The benchmark 10-year note fell 25/32 to 98 7/32 and yielded 4.09%, up from 3.93%, at the end of trading Friday. Bond prices and yields move in opposite directions.
The 2-year note declined 10/32 to 100 13/32 and yielded 2.65%, up from 2.49%. The 30-year long bond slid 24/32 to 95 14/32; its yield rose to 4.66% from 4.61%.
Stocks mixed. The stock market was choppy Friday, as investors mulled a slew of disappointing earnings reports from tech companies. But positive news from Citigroup (C, Fortune 500) and a continued selloff in oil has some investors keeping their money in equity.
Bond traders are unsure how to react to the rally in the stock market on Wednesday and Thursday and flucutations on Friday, said Michael Cheah, a bond fund manager at AIG SunAmerica. Cheah believes that the stock rally earlier in the week does not indicate a broader economic recovery.
Bonds are seen as a safe haven in times of economic uncertainty, and investors often shift assets depending on where sentiment lies.
"Long term, I think this equity rally is technical, and we are nowhere near the end of our problems," Cheah added. "The gravity of the losses for the financial companies is going to pull the stock market down again, and we are going to see the bond prices go back up because the economy is not rebounding yet."
Inflation fears.
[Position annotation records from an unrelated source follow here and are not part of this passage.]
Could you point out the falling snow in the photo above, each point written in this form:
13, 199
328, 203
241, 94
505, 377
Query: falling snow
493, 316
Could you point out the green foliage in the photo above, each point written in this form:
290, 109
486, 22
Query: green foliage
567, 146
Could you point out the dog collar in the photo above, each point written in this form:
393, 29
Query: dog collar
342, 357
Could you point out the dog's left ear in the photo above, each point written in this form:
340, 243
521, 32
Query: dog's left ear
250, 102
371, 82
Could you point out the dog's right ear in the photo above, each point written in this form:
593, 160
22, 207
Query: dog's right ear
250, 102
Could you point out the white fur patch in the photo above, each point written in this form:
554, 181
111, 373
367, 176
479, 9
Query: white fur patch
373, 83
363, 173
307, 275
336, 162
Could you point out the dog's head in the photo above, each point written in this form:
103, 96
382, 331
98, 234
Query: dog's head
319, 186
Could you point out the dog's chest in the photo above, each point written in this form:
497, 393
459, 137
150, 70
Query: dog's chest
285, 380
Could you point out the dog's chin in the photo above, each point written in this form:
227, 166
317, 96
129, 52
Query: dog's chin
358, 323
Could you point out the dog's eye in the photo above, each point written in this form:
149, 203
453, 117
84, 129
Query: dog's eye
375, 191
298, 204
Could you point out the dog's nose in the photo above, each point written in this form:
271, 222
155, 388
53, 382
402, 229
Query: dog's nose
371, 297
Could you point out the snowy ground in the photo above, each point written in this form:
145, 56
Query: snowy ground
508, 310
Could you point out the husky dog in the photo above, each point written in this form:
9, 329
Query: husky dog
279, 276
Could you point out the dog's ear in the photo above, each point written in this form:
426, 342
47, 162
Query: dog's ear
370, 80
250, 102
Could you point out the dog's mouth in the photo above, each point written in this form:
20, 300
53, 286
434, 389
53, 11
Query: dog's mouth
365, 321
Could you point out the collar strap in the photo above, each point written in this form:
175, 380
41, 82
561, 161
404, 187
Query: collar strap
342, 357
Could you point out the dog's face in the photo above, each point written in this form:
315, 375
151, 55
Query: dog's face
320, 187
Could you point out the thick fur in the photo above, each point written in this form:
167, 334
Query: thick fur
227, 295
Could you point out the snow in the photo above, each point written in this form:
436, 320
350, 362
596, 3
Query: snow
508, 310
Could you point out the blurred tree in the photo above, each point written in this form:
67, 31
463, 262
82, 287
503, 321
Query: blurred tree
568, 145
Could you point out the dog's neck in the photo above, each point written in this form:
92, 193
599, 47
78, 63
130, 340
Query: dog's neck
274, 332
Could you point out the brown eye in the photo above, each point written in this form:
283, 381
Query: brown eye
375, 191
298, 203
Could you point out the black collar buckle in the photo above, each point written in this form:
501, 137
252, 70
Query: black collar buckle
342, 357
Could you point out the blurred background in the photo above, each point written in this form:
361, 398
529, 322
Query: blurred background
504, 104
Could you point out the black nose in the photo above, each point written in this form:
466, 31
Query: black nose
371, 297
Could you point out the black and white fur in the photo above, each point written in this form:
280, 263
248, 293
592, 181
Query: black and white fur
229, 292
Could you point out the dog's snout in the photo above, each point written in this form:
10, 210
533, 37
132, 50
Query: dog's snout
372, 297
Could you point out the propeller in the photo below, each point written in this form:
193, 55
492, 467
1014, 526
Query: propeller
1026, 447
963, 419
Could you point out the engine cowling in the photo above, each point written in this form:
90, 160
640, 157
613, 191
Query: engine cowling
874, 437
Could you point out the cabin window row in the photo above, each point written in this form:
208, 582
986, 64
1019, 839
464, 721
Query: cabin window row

Bonds have also fallen lower this week as traders remain concerned about inflation, said Stephen Wescott, a partner at Sterling Financial Planning.
On Wednesday, the most recent Consumer Price Index report showed a surprising surge, with inflation growing 5% in the past year, the biggest jump in more than 17 years.
"The signs are inflation are there, and the only way to stem that is to raise interest rates," Wescott said. "The bond market is preparing itself for that." ![]()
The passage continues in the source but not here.